Однако, быть может, враги философии допускают, что именно она является несчастным исключением из всех других деятельностей и наук; что именно у философии недуг составляет самую сущность организма; что самое задание ее таит в себе внутренний порок неосуществимости; что здесь есть мнимая проблема, порождающая сплошные гнезда недоразумений. Но это значило бы, что у философии нет и не может быть особого, самостоятельного предмета; что ей недоступен систематический метод; что она никогда не могла доказывать и никогда не сможет доказать своих утверждений; что она пуста и мертва; что у нее нет и не может быть подлинной, творческой связи с жизнью.
Тот, кто взялся бы доказать и доказал бы эти тезисы – оказал бы великую услугу человечеству: он положил бы раз навсегда конец претензиям и посягательствам философов; он упрочил бы пределы истинной науки; он указал бы философии ее истинный предел и направил бы силы моло-дьгх поколений в сторону искусства и религии. И в результате этого подвига философия оказалась бы культурным пережитком наряду с философским камнем и жизненным эликсиром, наряду с perpetuum mobile и гомункулом.
2
Доныне врагам философии не удалось доказать этих тезисов, они иногда побеждали там, где доказывали недостаточную методичность того или иного философствования; они всегда бывают правы, когда указывают на расхождения и разногласия между отдельными философскими учениями; они всегда будут иметь основание отвергнуть мертворожденные выдумки философов всюду, где такие выдумки возникнут. Однако все это нисколько не подтверждает их принципиального отрицания философии. Доказывая ее невозможность или несостоятельность, они имеют перед собою творчество, сущность которого скрыта от них, и предмет, доступа к которому они не знают. Их сомнение порождено не опытом или исканием, а непониманием и предвзятостью. Они отрицают то, чего не видели; они объявляют неосуществимым то, чего сами не пытались осуществить. Их рассуждения не восстают из страдания в предмете и не покоятся на подлинном познавательном напряжении; они судят со стороны, лишенные запросов, органа, опыта и компетентности. Поэтому соображения их имеют всегда априорный и неубедительный характер; а компетентный ум спокойно созерцает комизм их усилий – доказать невозможность того, что на самом деле уже реально.

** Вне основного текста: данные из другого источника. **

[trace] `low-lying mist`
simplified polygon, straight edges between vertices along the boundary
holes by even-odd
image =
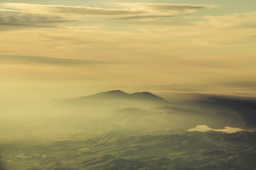
[[[252,137],[255,135],[256,125],[254,98],[201,94],[187,94],[186,97],[183,94],[178,100],[171,96],[165,98],[167,99],[148,92],[129,94],[112,91],[78,98],[21,101],[13,105],[2,104],[0,143],[3,164],[6,170],[18,169],[18,166],[23,166],[22,169],[31,170],[167,169],[168,167],[172,167],[168,169],[206,169],[196,168],[198,165],[195,162],[186,165],[188,169],[176,169],[184,166],[174,163],[179,162],[176,160],[178,157],[171,159],[174,154],[170,154],[171,150],[176,148],[178,150],[175,152],[178,154],[184,154],[195,147],[196,141],[198,141],[202,143],[202,147],[208,149],[201,152],[206,152],[206,154],[210,152],[210,155],[213,152],[213,154],[220,156],[222,152],[228,152],[220,148],[218,150],[210,144],[215,141],[216,135],[225,138],[239,131],[240,135],[235,133],[238,139],[239,135],[247,134],[255,140]],[[205,130],[195,128],[198,125],[206,128]],[[225,127],[240,130],[228,131],[232,132],[228,135],[222,130]],[[201,132],[188,131],[191,129]],[[192,134],[198,140],[192,139]],[[149,138],[144,139],[146,137]],[[203,144],[205,137],[208,140]],[[208,142],[210,146],[207,145]],[[178,149],[181,147],[178,144],[187,146]],[[236,144],[238,147],[245,144]],[[92,146],[95,149],[93,152]],[[137,147],[134,149],[132,146]],[[121,149],[124,147],[127,149]],[[67,148],[70,149],[67,150]],[[193,152],[187,155],[196,154]],[[250,152],[255,157],[255,151]],[[65,158],[61,159],[60,155],[65,155]],[[201,156],[196,157],[199,159]],[[81,162],[84,160],[82,168],[77,164],[75,157],[81,159]],[[65,164],[65,159],[73,160],[73,163],[70,161]],[[90,160],[95,162],[89,164]],[[149,160],[151,162],[158,160],[156,164],[160,164],[150,166],[146,163]],[[110,164],[114,166],[107,166]],[[73,166],[75,164],[75,168]]]

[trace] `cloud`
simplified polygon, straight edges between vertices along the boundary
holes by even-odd
[[[75,16],[117,16],[131,15],[144,13],[134,10],[92,8],[87,6],[67,6],[39,5],[23,3],[5,3],[2,6],[16,10],[38,13],[63,13]]]
[[[85,65],[103,64],[105,62],[78,59],[55,58],[38,56],[0,55],[0,63],[4,64],[54,64],[54,65]]]
[[[147,19],[157,18],[170,18],[175,16],[190,16],[188,13],[173,13],[173,14],[158,14],[158,15],[137,15],[112,18],[112,20],[129,20],[129,19]]]
[[[215,6],[195,5],[195,4],[159,4],[159,3],[122,3],[119,6],[133,10],[142,10],[146,11],[196,11],[203,8],[214,8]]]
[[[213,6],[174,4],[122,3],[117,4],[122,8],[102,8],[87,6],[67,6],[40,5],[23,3],[4,3],[1,6],[9,9],[20,10],[33,13],[69,14],[80,16],[134,16],[146,15],[158,17],[172,17],[173,12],[191,11],[201,8],[212,8]],[[129,17],[128,16],[128,17]],[[136,18],[134,17],[134,18]]]
[[[0,30],[22,28],[48,28],[74,20],[52,15],[0,9]]]

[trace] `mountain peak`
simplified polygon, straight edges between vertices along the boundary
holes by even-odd
[[[94,95],[79,98],[78,99],[116,100],[116,101],[144,101],[167,102],[165,99],[147,91],[127,94],[121,90],[101,92]]]

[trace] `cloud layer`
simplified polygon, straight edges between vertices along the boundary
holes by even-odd
[[[0,62],[4,64],[53,64],[53,65],[85,65],[105,64],[85,60],[55,58],[38,56],[0,55]]]
[[[81,20],[81,17],[109,16],[113,19],[183,16],[212,6],[174,4],[118,4],[117,8],[41,5],[23,3],[0,4],[0,30],[23,28],[48,28],[56,24]]]

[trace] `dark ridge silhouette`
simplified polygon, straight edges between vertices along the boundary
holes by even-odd
[[[151,94],[149,92],[137,92],[134,94],[127,94],[120,90],[109,91],[105,92],[101,92],[99,94],[80,97],[73,99],[68,99],[68,101],[152,101],[158,103],[169,103],[166,100],[156,95]]]

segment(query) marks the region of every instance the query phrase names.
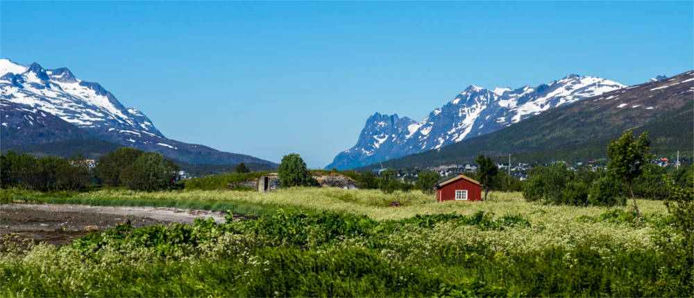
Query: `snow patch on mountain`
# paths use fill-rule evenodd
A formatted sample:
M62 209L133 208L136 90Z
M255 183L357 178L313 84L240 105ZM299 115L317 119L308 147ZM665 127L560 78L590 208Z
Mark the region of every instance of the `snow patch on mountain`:
M396 115L374 114L366 120L357 144L339 153L326 168L347 169L439 149L559 106L625 87L613 81L576 74L515 90L489 90L471 85L419 122Z
M163 138L146 116L126 108L96 83L78 79L67 68L44 69L0 59L0 103L32 107L93 133L110 132Z

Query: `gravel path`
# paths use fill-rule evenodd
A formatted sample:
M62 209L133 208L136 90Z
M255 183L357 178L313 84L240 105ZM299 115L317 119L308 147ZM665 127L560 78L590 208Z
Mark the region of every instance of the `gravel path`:
M179 209L168 207L126 207L48 204L6 204L0 206L0 210L5 212L10 212L18 209L31 209L46 212L77 212L128 215L151 218L157 221L179 222L182 224L192 224L196 218L199 217L212 217L215 222L223 223L224 217L226 216L226 213L223 212Z
M225 222L226 213L166 207L98 206L67 204L0 205L0 246L3 237L15 235L35 243L67 245L91 231L105 231L117 224L139 229L155 224L192 224L196 218ZM246 216L234 215L238 220Z

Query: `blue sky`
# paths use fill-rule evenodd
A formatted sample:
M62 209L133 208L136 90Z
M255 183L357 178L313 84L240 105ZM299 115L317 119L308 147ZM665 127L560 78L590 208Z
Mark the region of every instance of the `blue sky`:
M67 67L168 138L322 167L375 112L469 85L694 68L693 3L0 2L0 56Z

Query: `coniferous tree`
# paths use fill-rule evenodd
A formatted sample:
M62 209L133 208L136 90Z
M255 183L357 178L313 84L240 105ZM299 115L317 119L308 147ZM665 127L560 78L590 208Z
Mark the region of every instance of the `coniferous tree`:
M311 173L306 167L306 163L297 154L283 156L277 167L277 172L283 187L311 186L314 184Z
M135 148L117 148L99 159L94 169L96 176L104 184L121 185L121 172L135 163L143 153L144 151Z
M425 193L430 194L434 193L434 185L440 179L441 174L436 172L423 172L419 173L419 175L417 176L417 181L414 182L414 185Z
M489 192L499 168L496 167L491 157L485 158L484 154L480 154L475 161L480 165L480 183L482 183L482 190L484 190L484 201L486 201L486 194Z
M634 140L631 131L625 132L616 141L611 140L607 146L607 156L610 159L607 163L607 171L627 185L634 201L634 210L638 215L641 226L643 225L643 220L636 206L632 185L634 179L641 174L641 167L653 158L649 150L650 146L648 133L644 132L638 136L638 139Z

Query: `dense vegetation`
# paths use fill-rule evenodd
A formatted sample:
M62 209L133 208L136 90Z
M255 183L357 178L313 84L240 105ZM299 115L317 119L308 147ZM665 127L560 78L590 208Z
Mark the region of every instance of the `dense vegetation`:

Ибо, вопреки мнению, философия имеет свою научную лабораторию и свои жизненные достижения.
Эта лаборатория доступна далеко не всякому и многим войти в нее удается. Даже из тех, которые мнят себя философами и имеют соответствующую репутацию, не все служат философии и творят ее. Зато в этой лаборатории живут и работают многие, не знающие о том и не понимающие своего жизненного дела, так, что они удивились бы, узнав об истинном значении своей деятельности. В этой лаборатории накапливается и осмысливается духовный опыт, без которого нет, не было и не будет настоящей философии; из нее выходят все подлинные философские достижения, научные по своей форме и глубоко жизненные по своему содержанию.
Доказать невозможность таких достижений нельзя потому, что они фактически имеются налицо в великом историческом хранилище философии. На протяжении истории философия уже показала, что она имеет подлинную, творческую связь с жизнью; каждым серьезным свершением своим она доказывает, что у нее есть особый, самостоятельный предмет; ее лучшие творцы и вожди выковывали систематический метод и владели им; она по самому существу своему ищет доказательств для каждого своего утверждения и многие уже доказала. Поэтому тому, кто не признает философию, приходится отрицать факты или закрывать себе на них глаза; ему предстоит доказывать, что состоявшееся не состоялось, что предстоящего нет, что оно невозможно; для этого он должен обеспечить слепоту и себе и своему слушателю. И потому, если он «победит», то его «победа» будет свидетельствовать только о его некомпетентности; а это значит, что он совсем не победит.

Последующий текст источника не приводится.